Back to Brexit and language, see this for example:
“The prime minister was accused of inciting hatred towards MPs yesterday as the backlash grew against his claim that they must deliver Brexit to be properly safe.”(link, paywalled)
Asking to deliver Brexit is inciting hatred? t doesn’t seem to occur to all those Remain MPs who now feel ‘unsafe’ that their Brexit-wrecking behaviour over the last three years might possibly, conceivably have had something to do with eliciting the behaviour by the people they so deplore.
Stirring the Brexit-wrecking cauldron is Sir John Major (also here, paywalled) who is muttering about another possible, potential, dastardly plot by Johnson:
“Sir John Major has warned that Boris Johnson might try to use “political chicanery” to get round a law requiring him to ask Brussels for a Brexit delay. The former prime minister said that Mr Johnson could pass an order of council — which are made by the privy council — to suspend the legislation that blocked a no-deal exit. The device, which would not need the Queen’s approval, would be a piece of “political chicanery that no one should ever forgive and forget”, Sir John said.” (link, paywalled)
God forbid that a PM, trying to honour the commitment to fulfil the mandate given by our vote three years ago, should use all the means he has!
It is however perfectly acceptable for the Brexit wreckers to play political games during the three days Tory MPs are going to try and attend their Conference:
“A senior Labour source said last night: “We reserve the right to use Parliamentary tactics as we see fit.” (paywalled link)
The Leader of the House will have his hands full, I expect.
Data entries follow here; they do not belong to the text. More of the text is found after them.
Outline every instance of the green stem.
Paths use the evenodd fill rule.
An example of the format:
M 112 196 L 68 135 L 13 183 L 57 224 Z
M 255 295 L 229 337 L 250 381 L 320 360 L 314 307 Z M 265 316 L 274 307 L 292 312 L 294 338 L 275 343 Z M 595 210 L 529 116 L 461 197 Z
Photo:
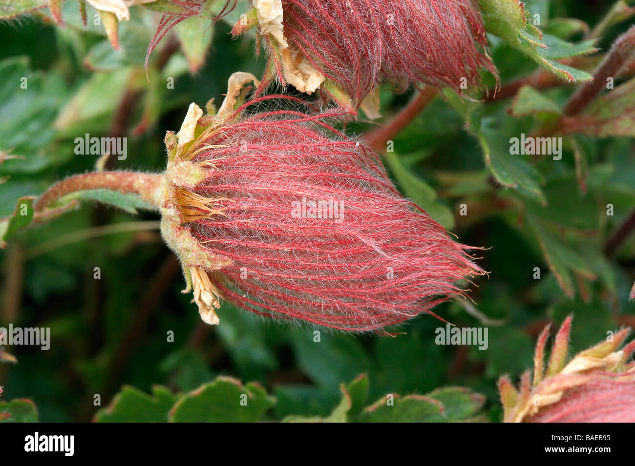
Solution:
M 142 200 L 161 207 L 163 176 L 138 172 L 109 171 L 76 175 L 53 184 L 36 202 L 36 212 L 42 212 L 64 196 L 77 191 L 107 189 L 125 194 L 138 194 Z

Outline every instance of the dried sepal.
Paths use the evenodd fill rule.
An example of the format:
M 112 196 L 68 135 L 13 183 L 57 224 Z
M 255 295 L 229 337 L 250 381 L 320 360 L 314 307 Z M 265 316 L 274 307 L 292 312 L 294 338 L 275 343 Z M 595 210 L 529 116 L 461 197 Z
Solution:
M 558 333 L 544 373 L 542 361 L 549 326 L 540 333 L 533 380 L 530 383 L 528 373 L 523 375 L 515 401 L 509 380 L 505 376 L 500 378 L 498 389 L 504 422 L 635 420 L 635 365 L 627 362 L 635 349 L 635 341 L 619 349 L 630 329 L 622 329 L 606 341 L 581 351 L 567 363 L 570 326 L 569 317 Z

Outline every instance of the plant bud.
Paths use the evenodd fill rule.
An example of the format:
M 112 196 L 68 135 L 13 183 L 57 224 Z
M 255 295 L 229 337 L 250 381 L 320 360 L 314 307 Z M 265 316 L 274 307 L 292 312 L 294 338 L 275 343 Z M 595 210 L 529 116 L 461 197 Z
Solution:
M 359 105 L 378 82 L 400 90 L 428 84 L 460 93 L 478 82 L 481 68 L 497 74 L 472 0 L 253 4 L 279 79 L 303 92 L 313 92 L 326 79 Z
M 457 280 L 484 273 L 377 154 L 330 126 L 342 111 L 226 104 L 214 116 L 192 104 L 178 143 L 166 138 L 162 231 L 205 321 L 218 323 L 225 299 L 277 320 L 375 330 L 432 314 L 463 294 Z
M 516 391 L 509 379 L 498 381 L 506 422 L 635 422 L 635 363 L 627 362 L 635 341 L 619 349 L 630 332 L 624 328 L 566 363 L 571 318 L 556 337 L 544 368 L 545 328 L 538 337 L 533 380 L 529 372 Z

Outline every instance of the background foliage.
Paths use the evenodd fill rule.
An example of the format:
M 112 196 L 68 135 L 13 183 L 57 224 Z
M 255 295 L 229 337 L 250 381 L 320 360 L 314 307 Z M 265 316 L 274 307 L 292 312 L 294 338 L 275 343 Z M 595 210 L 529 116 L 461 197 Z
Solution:
M 253 36 L 232 40 L 229 34 L 246 10 L 241 3 L 204 36 L 209 19 L 178 26 L 150 56 L 149 82 L 144 64 L 160 17 L 156 12 L 131 9 L 131 20 L 120 25 L 121 51 L 110 47 L 103 27 L 89 21 L 84 30 L 74 1 L 62 4 L 64 29 L 46 9 L 0 24 L 0 161 L 23 156 L 0 164 L 0 217 L 10 215 L 21 197 L 93 169 L 97 156 L 74 152 L 74 139 L 84 133 L 128 137 L 128 156 L 112 160 L 115 168 L 163 170 L 163 137 L 178 129 L 190 102 L 218 101 L 234 71 L 262 74 Z M 504 3 L 483 2 L 486 11 Z M 551 75 L 550 67 L 561 69 L 556 60 L 565 56 L 578 55 L 576 76 L 588 77 L 635 13 L 618 2 L 624 13 L 589 41 L 589 31 L 592 36 L 615 8 L 612 3 L 529 0 L 530 17 L 540 15 L 551 45 L 551 55 L 539 51 L 553 66 L 542 68 L 538 51 L 514 42 L 525 32 L 513 29 L 512 16 L 488 15 L 504 89 L 537 73 Z M 90 18 L 94 10 L 87 10 Z M 19 88 L 22 77 L 26 89 Z M 173 89 L 166 85 L 170 78 Z M 493 89 L 494 80 L 485 79 Z M 616 86 L 630 86 L 628 79 Z M 41 420 L 55 422 L 458 420 L 478 413 L 481 420 L 499 420 L 496 379 L 502 373 L 515 379 L 531 366 L 534 340 L 546 323 L 573 313 L 572 344 L 579 351 L 635 321 L 628 301 L 635 242 L 615 251 L 605 247 L 635 208 L 635 126 L 618 131 L 611 119 L 628 116 L 632 92 L 627 87 L 598 123 L 605 128 L 601 138 L 565 138 L 562 160 L 510 155 L 510 138 L 558 118 L 575 84 L 554 84 L 483 102 L 438 94 L 394 138 L 395 152 L 384 159 L 403 191 L 461 242 L 490 248 L 479 261 L 489 278 L 479 279 L 471 295 L 480 314 L 456 302 L 435 311 L 459 327 L 488 327 L 486 351 L 436 345 L 442 323 L 425 315 L 396 338 L 322 331 L 316 342 L 312 328 L 265 321 L 225 304 L 220 325 L 210 327 L 180 293 L 177 261 L 149 223 L 154 215 L 141 211 L 135 218 L 85 203 L 45 227 L 13 235 L 0 252 L 0 327 L 50 327 L 52 337 L 47 351 L 8 349 L 19 362 L 0 365 L 0 411 L 14 413 L 14 420 L 34 419 L 32 404 L 16 399 L 25 398 Z M 379 122 L 389 121 L 414 93 L 383 89 Z M 363 117 L 347 130 L 362 134 L 376 126 Z M 467 215 L 460 215 L 461 204 Z M 170 330 L 173 342 L 166 341 Z M 439 389 L 459 385 L 466 388 Z M 117 392 L 110 409 L 95 417 Z M 248 410 L 232 408 L 229 400 L 243 393 Z M 101 406 L 93 403 L 95 394 Z M 396 395 L 396 409 L 389 412 L 382 410 L 386 394 Z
It remains to be seen if the Speaker will want to mar his last days in office by further blatant Remain partisanship by facilitating these wrecking games.
I leave you with another set of numbers. For the debate on ‘democracy and the rights of the electorate’ the Chamber was empty, really empty. I counted five Labour MPs and seven Libdem/DUP/SNP MPs while 17 Tory MPs attended.
For this they went to the huge trouble to stop Prorogation? Is this what their sacred ‘scrutiny of government’ looks like?
No – this is yet another proof if proof were needed how these harlots hold us, the voters, in deepest contempt. We however cannot be allowed to show them our contempt because that would be ‘toxic’, that would make them feel ‘unsafe’, that would scare them!
Well, tough. I’ll continue to write about their treachery and surrender bills until we get Brexit.